木場町のクラフトハートトーカイMEGAドン・キホーテ苫小牧店は、手作りマスクの材料となるダブルガーゼやゴムひもなどを扱っているが、需要の高まりを受け、店頭に専用コーナーを設置。幅広い年代の人が買い求め、ゴムひもは在庫がない状態という。
スタッフの青山朋子さん(40)は「今月の初めから売れ始め、苫小牧で感染が確認された22日以降は商品を補充してもすぐに売り切れ。『市販のマスクがないから』と買いに来る方もいる」と話す。
ニーズがあるゴムひもは、小学生の体育帽子や衣服に使うソフトゴムで代用するようアドバイス。在庫確認や作り方に関する問い合わせも多く寄せられているという。
澄川町の手芸店の「手づくりハウスパレット」もゴムひもが品切れの状態。1箱6メートル入りの商品を10箱分在庫していたが、早々に完売した。販売スタッフの友廣めぐみさん(45)は「マスク不足で家族用などに手作りする人が増えている」と需要増に驚いた様子。同店では今週中にもゴムひもが入荷する見通しという。

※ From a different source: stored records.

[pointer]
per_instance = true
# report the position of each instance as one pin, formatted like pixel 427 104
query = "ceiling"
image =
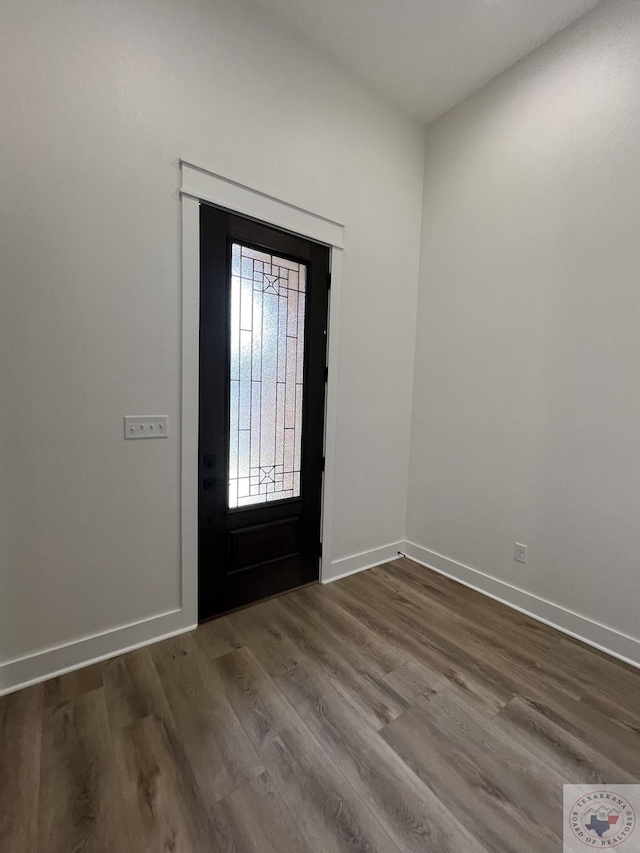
pixel 427 55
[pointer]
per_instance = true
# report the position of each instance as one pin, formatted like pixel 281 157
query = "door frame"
pixel 199 184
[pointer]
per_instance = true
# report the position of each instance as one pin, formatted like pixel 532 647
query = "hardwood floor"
pixel 394 710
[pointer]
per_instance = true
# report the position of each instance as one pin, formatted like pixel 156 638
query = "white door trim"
pixel 197 185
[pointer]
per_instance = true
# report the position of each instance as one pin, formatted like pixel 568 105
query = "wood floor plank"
pixel 80 806
pixel 274 650
pixel 590 726
pixel 493 786
pixel 408 810
pixel 331 815
pixel 573 759
pixel 379 655
pixel 162 810
pixel 132 688
pixel 367 691
pixel 259 821
pixel 220 754
pixel 482 685
pixel 20 739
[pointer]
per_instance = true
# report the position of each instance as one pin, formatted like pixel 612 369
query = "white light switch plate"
pixel 149 426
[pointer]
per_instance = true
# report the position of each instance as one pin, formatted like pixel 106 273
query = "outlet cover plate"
pixel 145 426
pixel 520 553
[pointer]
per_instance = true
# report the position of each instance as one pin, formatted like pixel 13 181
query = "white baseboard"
pixel 25 671
pixel 593 633
pixel 359 562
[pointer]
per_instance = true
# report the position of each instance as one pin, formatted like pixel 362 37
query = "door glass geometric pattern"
pixel 266 376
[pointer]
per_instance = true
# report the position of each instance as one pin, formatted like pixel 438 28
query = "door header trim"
pixel 207 186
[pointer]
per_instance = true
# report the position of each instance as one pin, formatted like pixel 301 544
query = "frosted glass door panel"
pixel 266 376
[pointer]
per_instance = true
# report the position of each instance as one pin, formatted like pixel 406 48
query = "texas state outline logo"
pixel 601 817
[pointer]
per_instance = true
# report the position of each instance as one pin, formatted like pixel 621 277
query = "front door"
pixel 263 333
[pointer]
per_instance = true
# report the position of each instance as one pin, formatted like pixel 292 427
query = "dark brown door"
pixel 263 333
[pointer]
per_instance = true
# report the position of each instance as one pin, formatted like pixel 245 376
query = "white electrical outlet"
pixel 520 553
pixel 149 426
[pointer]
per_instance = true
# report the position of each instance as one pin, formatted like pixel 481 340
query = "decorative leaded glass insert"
pixel 266 378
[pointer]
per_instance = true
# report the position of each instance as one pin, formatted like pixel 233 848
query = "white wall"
pixel 526 420
pixel 98 101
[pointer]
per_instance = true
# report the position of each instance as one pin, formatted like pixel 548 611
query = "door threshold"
pixel 259 601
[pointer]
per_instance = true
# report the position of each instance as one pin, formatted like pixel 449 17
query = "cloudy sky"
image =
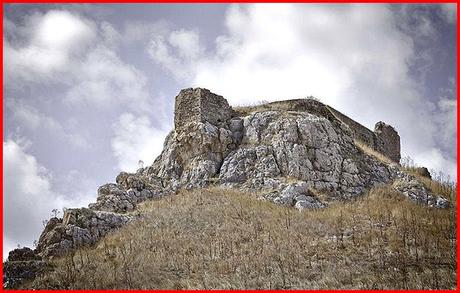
pixel 89 89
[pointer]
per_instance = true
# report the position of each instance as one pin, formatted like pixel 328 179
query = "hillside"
pixel 289 194
pixel 222 238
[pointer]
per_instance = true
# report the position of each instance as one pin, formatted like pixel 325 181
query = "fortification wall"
pixel 387 141
pixel 200 105
pixel 197 104
pixel 361 132
pixel 384 138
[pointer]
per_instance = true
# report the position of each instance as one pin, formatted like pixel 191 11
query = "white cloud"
pixel 53 40
pixel 177 53
pixel 135 139
pixel 28 196
pixel 31 118
pixel 352 57
pixel 102 79
pixel 60 48
pixel 449 11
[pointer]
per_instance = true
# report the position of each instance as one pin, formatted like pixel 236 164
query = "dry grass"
pixel 220 238
pixel 371 152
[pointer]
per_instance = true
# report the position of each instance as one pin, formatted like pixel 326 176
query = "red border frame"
pixel 216 2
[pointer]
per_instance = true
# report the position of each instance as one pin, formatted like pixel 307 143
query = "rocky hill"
pixel 298 153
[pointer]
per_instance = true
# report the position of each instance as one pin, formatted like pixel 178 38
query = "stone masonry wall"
pixel 387 141
pixel 200 105
pixel 361 132
pixel 384 138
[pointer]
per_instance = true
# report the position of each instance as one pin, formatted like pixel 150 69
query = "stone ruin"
pixel 200 105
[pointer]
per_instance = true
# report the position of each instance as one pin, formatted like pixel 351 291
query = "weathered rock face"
pixel 79 227
pixel 299 153
pixel 22 264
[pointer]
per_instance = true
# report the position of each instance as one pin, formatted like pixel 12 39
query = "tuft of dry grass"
pixel 226 239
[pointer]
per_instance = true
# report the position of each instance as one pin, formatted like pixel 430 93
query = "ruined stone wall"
pixel 361 132
pixel 384 138
pixel 200 105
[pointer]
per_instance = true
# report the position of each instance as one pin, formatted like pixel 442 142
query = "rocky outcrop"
pixel 23 264
pixel 78 227
pixel 299 153
pixel 411 187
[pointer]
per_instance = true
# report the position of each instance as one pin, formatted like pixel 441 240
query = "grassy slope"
pixel 219 238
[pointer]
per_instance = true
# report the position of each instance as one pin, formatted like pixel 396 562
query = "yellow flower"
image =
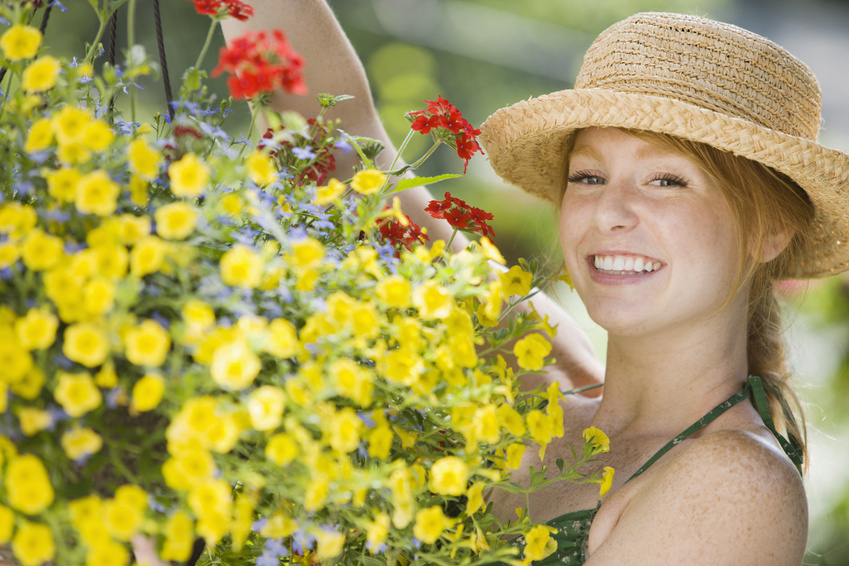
pixel 147 344
pixel 143 160
pixel 448 476
pixel 41 74
pixel 330 544
pixel 97 194
pixel 86 343
pixel 79 442
pixel 33 544
pixel 516 281
pixel 368 181
pixel 41 251
pixel 598 441
pixel 281 449
pixel 69 125
pixel 606 481
pixel 37 329
pixel 530 351
pixel 77 393
pixel 329 193
pixel 20 42
pixel 40 135
pixel 28 486
pixel 33 420
pixel 62 184
pixel 261 168
pixel 511 420
pixel 7 524
pixel 97 136
pixel 147 393
pixel 430 523
pixel 433 301
pixel 234 366
pixel 351 380
pixel 189 176
pixel 394 292
pixel 147 256
pixel 241 267
pixel 265 407
pixel 537 544
pixel 176 220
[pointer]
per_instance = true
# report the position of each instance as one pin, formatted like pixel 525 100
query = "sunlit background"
pixel 485 54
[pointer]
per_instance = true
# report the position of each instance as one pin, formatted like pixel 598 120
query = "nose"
pixel 614 208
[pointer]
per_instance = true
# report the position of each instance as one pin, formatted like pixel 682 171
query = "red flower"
pixel 392 231
pixel 222 8
pixel 259 62
pixel 449 126
pixel 460 215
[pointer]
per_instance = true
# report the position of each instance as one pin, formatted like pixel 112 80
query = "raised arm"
pixel 332 66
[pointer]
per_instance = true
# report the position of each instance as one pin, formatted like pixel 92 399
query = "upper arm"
pixel 728 499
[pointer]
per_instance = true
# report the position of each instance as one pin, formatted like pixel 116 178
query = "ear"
pixel 775 243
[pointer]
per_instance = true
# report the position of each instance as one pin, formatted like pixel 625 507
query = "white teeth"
pixel 625 263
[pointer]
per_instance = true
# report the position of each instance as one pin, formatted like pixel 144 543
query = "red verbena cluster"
pixel 233 8
pixel 393 232
pixel 322 162
pixel 260 62
pixel 449 126
pixel 461 216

札幌保健医療大学(札幌市)学長で臨床免疫学が専門の小林清一医師は、ガーゼ素材の手作りマスクは市販マスクよりウイルスの吸入を防ぐ機能は低いものの、くしゃみやせきによる飛沫感染防止は「一定の効果がある」と説明。1日使用したら消毒液や洗浄液で手洗いし、乾かして再利用できるという。マスク以外の感染防止策として「小まめな手洗いも忘れずに」とアドバイスしている。